Changing the migration target from React to Vue, or from PHP to Python, is a matter of swapping the transformation prompts and target stack mappings. The pipeline stays the same.
This is the thing the judges specifically called out: the generalisability. The architecture isn't a PHP-to-React tool. It's a migration system with pluggable source and target adapters. That framing is what makes it interesting beyond the immediate use case.
What it doesn't solve
The 10% that routes to Q Developer is real. Complex business logic — deeply stateful server interactions, domain-specific rules that aren't expressed cleanly in the PHP, legacy authentication flows — doesn't respond well to bulk automation. The Q Developer path handles it, but it still requires engineering time. The system reduces that time materially, but it doesn't eliminate it.

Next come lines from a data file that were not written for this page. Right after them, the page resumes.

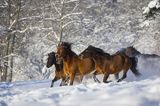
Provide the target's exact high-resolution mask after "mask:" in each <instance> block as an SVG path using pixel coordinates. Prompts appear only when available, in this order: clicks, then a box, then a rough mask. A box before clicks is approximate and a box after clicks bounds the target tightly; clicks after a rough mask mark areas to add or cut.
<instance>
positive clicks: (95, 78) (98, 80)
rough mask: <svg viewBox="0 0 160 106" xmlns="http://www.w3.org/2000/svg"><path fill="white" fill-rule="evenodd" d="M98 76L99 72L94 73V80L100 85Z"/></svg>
mask: <svg viewBox="0 0 160 106" xmlns="http://www.w3.org/2000/svg"><path fill="white" fill-rule="evenodd" d="M96 75H97V71H95V72H94V73H93V79H94V81H95V82H98V83H100V81H99V80H98V78H97V77H96Z"/></svg>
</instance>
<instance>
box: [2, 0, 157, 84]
mask: <svg viewBox="0 0 160 106" xmlns="http://www.w3.org/2000/svg"><path fill="white" fill-rule="evenodd" d="M159 7H160V6H159V1H158V0H152V1H151V0H1V1H0V42H1V43H0V80H1V81H9V82H11V81H18V80H31V79H43V78H44V76H43V72H42V69H43V67H44V66H45V64H46V58H47V57H46V56H47V54H48V53H50V52H52V51H55V50H56V45H57V44H58V42H59V41H68V42H72V43H73V50H74V51H75V52H76V53H77V54H78V53H80V52H81V51H83V50H84V49H85V48H86V47H87V46H88V45H94V46H97V47H100V48H102V49H104V50H105V51H106V52H108V53H115V52H116V51H117V50H120V49H121V48H124V47H128V46H134V47H135V48H137V49H138V50H139V51H141V52H142V53H149V54H152V53H154V54H157V55H160V37H159V35H160V17H159Z"/></svg>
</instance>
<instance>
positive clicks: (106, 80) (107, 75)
mask: <svg viewBox="0 0 160 106" xmlns="http://www.w3.org/2000/svg"><path fill="white" fill-rule="evenodd" d="M108 77H109V74H108V73H105V74H104V77H103V82H104V83H109V82H111V81H107V79H108Z"/></svg>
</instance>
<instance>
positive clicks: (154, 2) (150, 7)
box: [148, 0, 158, 8]
mask: <svg viewBox="0 0 160 106" xmlns="http://www.w3.org/2000/svg"><path fill="white" fill-rule="evenodd" d="M157 3H158V0H153V1H150V3H149V4H148V7H149V8H154V7H156V5H157Z"/></svg>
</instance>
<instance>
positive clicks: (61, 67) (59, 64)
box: [55, 63, 63, 71]
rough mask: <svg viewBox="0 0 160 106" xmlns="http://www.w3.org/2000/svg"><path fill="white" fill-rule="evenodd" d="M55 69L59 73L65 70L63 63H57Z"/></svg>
mask: <svg viewBox="0 0 160 106" xmlns="http://www.w3.org/2000/svg"><path fill="white" fill-rule="evenodd" d="M55 68H56V70H57V71H61V70H62V69H63V63H62V64H57V63H55Z"/></svg>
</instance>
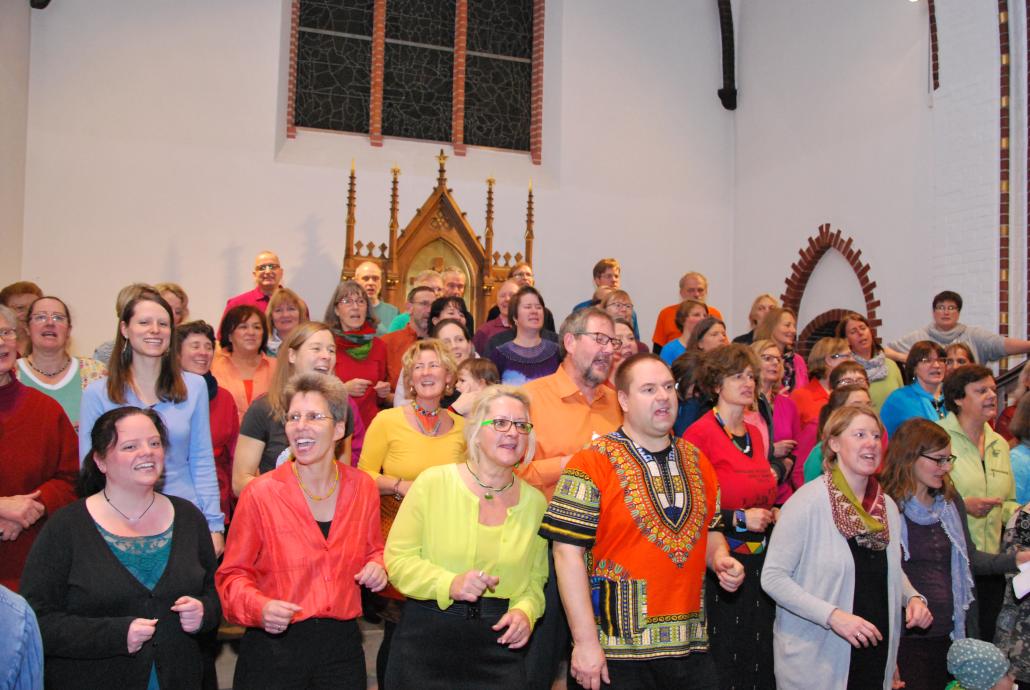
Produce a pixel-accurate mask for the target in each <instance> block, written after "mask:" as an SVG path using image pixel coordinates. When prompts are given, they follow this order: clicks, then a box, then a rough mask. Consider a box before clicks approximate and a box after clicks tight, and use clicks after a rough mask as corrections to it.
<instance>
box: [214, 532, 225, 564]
mask: <svg viewBox="0 0 1030 690" xmlns="http://www.w3.org/2000/svg"><path fill="white" fill-rule="evenodd" d="M211 546H213V547H214V557H215V558H221V554H222V553H224V552H225V551H226V536H225V534H224V533H222V532H220V531H212V532H211Z"/></svg>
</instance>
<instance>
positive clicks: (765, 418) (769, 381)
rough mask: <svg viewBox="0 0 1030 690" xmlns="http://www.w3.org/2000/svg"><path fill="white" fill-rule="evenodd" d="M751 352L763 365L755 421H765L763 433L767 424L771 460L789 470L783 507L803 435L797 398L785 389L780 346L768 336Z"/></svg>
mask: <svg viewBox="0 0 1030 690" xmlns="http://www.w3.org/2000/svg"><path fill="white" fill-rule="evenodd" d="M751 351H752V352H754V353H755V354H756V355H758V364H759V370H758V380H757V381H756V384H757V388H758V395H757V400H756V401H755V407H756V410H755V411H756V413H757V414H756V416H757V419H755V421H761V425H760V426H759V432H760V430H761V427H762V426H764V427H765V436H763V439H766V438H767V439H768V440H769V441H768V442H767V446H766V447H767V448H768V456H769V462H770V463H773V464H774V465H776V464H777V463H778V462H779V463H780V464H782V465H783V470H784V473H785V476H784V479H783V480H781V482H780V487H779V489H778V492H777V501H776V503H777V505H778V506H780V505H783V503H784V502H785V501H787V498H789V497H790V492H791V490H792V487H791V484H790V476H791V472H792V470H793V469H794V464H795V463H796V462H797V458H796V455H795V453H794V449H795V448H796V447H797V437H798V436H800V434H801V421H800V418H799V417H798V415H797V406H796V405H794V401H792V400H790V395H787V394H786V393H784V392H783V389H782V385H783V356H782V355H781V354H780V348H779V346H778V345H777V344H776V343H774V342H773V341H771V340H768V339H765V340H756V341H753V342H752V343H751ZM746 416H747V415H746ZM756 426H758V424H756Z"/></svg>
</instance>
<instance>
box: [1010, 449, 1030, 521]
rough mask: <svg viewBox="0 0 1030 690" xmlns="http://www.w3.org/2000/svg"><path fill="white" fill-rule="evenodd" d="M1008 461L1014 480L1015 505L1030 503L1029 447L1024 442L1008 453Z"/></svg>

The Verifier's 85% functional equivalence threshold is also a defined minimum, not a guarantee. Edge cases that weren't captured by the Recorder — unusual user flows, infrequently triggered states, environment-specific behaviour — won't be in the test set. The automated verification catches what the recording caught. What it didn't catch is still a manual responsibility.
The SageMaker layer — continuous learning from migration outcomes, improving pattern recognition over time — was designed into the architecture but partially implemented in the hackathon version. The migration pattern recognition model exists; the feedback loop that trains it on production outcomes was a post-hackathon item.
What happened after
We didn't place in the top three. The judges scored across the field and other submissions placed higher.
What happened after is a different story. The architecture was adopted internally at Capillary. Not as a pilot on a subset of pages. The entire legacy PHP surface — every page, every template, every server-rendered view that needed to move to React — went through the MigrateX pipeline.
That's the actual validation. A hackathon score tells you how a panel evaluated your work on the day against other submissions with different scopes and different tradeoffs. Production adoption tells you whether the architecture holds up against a real codebase under real constraints.
It held up.
The architecture that didn't win the hackathon migrated an entire production codebase. That's the version of the story that matters.
The framework exists. The coverage number is real. The generalisation — any source, any target — is what makes it useful beyond the specific migration it was designed for.
The architecture isn't a PHP-to-React tool. Swap the transformation prompts and target stack mappings, and it migrates anything to anything. That's the version worth building. Whether anyone does is a different question.